One, two, buckle my shoe
Three, four, shut the door
Five, six, pick up sticks
Seven, eight, lay them straight
Nine, ten, a good fat hen
Eleven, twelve, who will delve?
Thirteen, fourteen, maids a-courting
Fifteen, sixteen, maids a-kissing
Seventeen, eighteen, maids a-waiting
Nineteen, twenty, my stomach’s empty

It dates back to the Middle Ages, and several lines have very macabre origins. (What nursery rhyme doesn't?) I can also understand every word in the poem save one: "delve". This is quite rare considering the other nuggets I've seen from the period.

I went to Dictionary.com and was given the following definition: "to carry on intensive and thorough research for data, information, or the like; investigate."

I don't know much about the Middle Ages, but I'm fairly certain that children of that time period likely would not spend great amounts of time researching data.

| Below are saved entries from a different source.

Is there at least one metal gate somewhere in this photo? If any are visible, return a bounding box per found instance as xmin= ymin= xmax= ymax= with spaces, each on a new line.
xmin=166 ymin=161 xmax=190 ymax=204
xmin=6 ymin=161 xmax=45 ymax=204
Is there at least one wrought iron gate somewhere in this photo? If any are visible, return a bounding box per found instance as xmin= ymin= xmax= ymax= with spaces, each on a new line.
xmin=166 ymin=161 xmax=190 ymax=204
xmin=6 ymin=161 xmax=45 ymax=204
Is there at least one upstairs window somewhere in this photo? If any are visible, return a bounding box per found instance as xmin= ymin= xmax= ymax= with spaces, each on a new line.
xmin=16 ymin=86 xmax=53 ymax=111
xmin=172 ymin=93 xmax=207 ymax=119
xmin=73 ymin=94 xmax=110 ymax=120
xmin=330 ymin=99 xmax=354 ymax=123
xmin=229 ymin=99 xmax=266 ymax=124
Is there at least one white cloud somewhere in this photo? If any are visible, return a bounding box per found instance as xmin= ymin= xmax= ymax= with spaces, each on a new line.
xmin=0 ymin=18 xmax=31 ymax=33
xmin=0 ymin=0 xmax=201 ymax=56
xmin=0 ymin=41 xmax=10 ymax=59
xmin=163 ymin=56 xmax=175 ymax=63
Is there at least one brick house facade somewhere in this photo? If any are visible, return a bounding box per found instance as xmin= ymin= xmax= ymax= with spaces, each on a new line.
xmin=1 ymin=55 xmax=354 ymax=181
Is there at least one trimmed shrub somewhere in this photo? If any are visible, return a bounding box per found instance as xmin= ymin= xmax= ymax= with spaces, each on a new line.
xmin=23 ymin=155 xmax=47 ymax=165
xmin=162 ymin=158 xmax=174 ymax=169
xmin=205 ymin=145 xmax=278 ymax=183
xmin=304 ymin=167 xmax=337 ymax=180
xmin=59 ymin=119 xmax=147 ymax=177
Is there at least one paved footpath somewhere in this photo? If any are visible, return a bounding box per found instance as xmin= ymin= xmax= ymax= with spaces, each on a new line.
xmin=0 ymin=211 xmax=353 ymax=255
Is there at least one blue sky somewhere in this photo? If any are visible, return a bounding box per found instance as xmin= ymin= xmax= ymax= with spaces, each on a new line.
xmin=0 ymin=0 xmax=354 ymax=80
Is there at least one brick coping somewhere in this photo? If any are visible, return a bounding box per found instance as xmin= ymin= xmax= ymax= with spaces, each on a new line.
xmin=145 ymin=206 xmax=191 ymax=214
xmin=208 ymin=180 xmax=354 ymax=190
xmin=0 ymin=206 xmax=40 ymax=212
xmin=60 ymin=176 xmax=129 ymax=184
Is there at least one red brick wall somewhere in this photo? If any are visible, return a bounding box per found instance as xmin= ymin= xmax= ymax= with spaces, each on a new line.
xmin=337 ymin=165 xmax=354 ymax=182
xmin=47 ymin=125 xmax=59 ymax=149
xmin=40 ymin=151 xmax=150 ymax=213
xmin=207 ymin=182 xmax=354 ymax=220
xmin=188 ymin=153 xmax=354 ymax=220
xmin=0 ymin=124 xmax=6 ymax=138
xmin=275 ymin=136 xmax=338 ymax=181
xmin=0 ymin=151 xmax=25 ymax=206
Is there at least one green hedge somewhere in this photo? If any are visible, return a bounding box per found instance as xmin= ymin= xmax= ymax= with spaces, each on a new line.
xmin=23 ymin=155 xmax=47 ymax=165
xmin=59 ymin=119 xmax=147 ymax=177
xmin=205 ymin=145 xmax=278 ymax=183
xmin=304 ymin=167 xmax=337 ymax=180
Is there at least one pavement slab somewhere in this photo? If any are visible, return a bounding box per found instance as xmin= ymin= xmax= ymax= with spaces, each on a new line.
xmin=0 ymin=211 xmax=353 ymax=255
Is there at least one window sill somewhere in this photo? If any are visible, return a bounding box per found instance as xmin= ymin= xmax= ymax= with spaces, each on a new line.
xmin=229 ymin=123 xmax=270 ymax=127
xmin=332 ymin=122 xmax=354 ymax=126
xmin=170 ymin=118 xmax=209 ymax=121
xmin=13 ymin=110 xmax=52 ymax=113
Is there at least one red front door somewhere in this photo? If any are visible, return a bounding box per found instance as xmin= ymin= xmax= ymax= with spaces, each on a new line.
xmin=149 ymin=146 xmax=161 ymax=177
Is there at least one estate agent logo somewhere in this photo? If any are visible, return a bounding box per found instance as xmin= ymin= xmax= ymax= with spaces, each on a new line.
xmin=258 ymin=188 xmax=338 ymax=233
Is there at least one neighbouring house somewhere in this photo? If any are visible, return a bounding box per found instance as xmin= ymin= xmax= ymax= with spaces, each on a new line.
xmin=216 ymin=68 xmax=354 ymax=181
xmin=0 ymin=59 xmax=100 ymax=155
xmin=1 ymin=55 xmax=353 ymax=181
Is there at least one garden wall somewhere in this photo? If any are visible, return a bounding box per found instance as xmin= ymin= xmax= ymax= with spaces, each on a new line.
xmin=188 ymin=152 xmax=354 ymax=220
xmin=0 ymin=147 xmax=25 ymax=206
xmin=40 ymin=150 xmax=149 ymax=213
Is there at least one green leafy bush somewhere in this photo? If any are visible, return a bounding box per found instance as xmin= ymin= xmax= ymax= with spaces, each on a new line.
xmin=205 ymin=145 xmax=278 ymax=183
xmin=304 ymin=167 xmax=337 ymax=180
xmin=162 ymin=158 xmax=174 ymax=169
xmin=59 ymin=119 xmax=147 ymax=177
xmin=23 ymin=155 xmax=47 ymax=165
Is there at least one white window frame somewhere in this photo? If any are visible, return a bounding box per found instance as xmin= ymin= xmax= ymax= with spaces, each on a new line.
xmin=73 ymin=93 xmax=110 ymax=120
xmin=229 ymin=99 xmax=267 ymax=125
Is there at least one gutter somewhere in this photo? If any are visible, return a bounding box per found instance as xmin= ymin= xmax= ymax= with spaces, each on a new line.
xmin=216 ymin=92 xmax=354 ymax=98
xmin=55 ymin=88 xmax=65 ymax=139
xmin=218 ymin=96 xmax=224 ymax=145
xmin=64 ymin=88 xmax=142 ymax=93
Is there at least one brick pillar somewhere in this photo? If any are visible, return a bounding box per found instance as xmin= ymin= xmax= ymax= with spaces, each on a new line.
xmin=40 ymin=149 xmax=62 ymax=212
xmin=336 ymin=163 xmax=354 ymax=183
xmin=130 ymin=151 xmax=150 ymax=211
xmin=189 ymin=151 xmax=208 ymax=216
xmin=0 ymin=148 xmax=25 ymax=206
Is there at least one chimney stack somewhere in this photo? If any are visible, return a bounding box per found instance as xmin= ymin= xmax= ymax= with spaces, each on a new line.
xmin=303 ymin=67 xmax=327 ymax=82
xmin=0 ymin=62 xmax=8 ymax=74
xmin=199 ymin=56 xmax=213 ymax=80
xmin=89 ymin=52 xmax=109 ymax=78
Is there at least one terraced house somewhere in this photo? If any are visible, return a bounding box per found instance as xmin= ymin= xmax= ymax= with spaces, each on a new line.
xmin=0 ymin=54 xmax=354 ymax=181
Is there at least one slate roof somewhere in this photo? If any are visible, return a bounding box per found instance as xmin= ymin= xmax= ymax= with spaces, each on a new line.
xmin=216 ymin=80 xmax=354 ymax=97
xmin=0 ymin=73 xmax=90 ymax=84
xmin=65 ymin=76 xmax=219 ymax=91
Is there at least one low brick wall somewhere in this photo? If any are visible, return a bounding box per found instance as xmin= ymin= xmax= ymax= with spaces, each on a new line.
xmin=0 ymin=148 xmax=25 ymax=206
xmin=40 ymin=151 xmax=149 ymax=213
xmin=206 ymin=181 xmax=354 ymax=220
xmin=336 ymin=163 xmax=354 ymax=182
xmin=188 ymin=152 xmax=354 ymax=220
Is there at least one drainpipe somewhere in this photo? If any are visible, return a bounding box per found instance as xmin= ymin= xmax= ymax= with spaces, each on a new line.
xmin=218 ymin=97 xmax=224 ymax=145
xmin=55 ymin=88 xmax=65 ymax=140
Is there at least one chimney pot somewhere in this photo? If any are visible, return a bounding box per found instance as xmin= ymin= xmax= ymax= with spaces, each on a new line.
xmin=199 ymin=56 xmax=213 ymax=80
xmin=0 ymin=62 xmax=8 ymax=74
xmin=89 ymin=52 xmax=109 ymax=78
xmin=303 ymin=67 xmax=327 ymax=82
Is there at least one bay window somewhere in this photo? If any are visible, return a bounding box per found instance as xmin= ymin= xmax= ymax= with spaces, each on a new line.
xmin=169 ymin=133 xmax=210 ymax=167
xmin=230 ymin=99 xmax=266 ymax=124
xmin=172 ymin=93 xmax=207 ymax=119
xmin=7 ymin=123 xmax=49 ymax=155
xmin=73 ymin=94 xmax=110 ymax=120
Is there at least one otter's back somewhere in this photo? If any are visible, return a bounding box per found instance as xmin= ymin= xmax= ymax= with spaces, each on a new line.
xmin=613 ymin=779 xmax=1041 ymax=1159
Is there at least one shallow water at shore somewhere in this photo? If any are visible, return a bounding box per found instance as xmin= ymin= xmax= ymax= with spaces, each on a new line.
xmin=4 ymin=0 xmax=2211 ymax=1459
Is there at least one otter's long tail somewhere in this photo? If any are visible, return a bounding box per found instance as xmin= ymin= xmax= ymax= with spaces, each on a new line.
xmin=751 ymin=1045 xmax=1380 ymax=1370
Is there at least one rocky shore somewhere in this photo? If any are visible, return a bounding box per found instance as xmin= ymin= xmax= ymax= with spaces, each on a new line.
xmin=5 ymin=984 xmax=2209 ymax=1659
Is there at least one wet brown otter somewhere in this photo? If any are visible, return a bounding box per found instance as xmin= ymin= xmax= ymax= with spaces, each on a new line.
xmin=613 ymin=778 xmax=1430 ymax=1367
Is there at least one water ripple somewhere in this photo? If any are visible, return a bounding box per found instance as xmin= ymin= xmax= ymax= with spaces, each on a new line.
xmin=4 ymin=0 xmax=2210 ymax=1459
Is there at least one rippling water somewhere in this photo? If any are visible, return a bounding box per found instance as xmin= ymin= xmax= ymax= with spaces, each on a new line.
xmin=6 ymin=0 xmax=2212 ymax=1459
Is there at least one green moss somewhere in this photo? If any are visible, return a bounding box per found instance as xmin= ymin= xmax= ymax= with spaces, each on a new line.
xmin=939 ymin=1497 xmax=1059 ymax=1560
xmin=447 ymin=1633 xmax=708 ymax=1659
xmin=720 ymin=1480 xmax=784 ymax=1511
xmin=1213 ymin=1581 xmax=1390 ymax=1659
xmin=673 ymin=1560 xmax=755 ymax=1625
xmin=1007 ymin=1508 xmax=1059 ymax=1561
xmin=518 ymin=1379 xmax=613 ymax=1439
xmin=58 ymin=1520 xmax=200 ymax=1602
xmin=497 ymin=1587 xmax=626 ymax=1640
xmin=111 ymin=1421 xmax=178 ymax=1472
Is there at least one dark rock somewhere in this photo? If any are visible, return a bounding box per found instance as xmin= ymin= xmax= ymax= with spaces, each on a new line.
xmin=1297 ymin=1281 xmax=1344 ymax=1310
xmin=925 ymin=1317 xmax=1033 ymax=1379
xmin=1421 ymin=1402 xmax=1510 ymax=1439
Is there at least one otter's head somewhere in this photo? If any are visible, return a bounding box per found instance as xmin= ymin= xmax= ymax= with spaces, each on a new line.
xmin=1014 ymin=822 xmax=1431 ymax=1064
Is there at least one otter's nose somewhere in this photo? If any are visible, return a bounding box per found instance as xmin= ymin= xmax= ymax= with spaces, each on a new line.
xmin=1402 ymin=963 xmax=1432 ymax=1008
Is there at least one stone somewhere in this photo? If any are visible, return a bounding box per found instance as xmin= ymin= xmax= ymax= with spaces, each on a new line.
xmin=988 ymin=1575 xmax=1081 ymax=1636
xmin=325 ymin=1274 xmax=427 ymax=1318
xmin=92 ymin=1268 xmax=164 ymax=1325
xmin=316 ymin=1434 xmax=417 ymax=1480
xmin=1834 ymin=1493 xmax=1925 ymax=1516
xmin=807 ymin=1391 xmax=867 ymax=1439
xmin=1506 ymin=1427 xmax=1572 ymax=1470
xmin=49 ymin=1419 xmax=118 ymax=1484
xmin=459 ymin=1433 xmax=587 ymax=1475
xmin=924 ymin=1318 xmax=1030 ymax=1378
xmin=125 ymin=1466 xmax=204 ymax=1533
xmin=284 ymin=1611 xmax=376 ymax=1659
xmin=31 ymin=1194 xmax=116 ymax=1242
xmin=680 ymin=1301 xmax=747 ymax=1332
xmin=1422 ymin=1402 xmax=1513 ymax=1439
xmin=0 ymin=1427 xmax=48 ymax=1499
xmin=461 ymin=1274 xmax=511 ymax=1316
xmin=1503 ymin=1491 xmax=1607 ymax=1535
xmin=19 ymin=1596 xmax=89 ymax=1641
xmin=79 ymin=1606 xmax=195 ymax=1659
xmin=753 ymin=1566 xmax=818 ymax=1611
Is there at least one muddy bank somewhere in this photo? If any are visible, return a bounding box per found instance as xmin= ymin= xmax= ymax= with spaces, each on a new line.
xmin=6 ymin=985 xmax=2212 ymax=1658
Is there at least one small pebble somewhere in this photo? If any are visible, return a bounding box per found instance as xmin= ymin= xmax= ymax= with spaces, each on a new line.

The second definition was a little more helpful: "to dig the ground, as with a spade."

This fits with the macabre references, and is also listed as the 'Archaic' definition (commonly used in an earlier time but rare in present-day usage). Huzzah! Mystery solved. It's about digging. Grave digging to be precise...[shudder].

Now if we could just do something about that last "rhyme"...

How about Nineteen, Twenty, my eyes are squinty?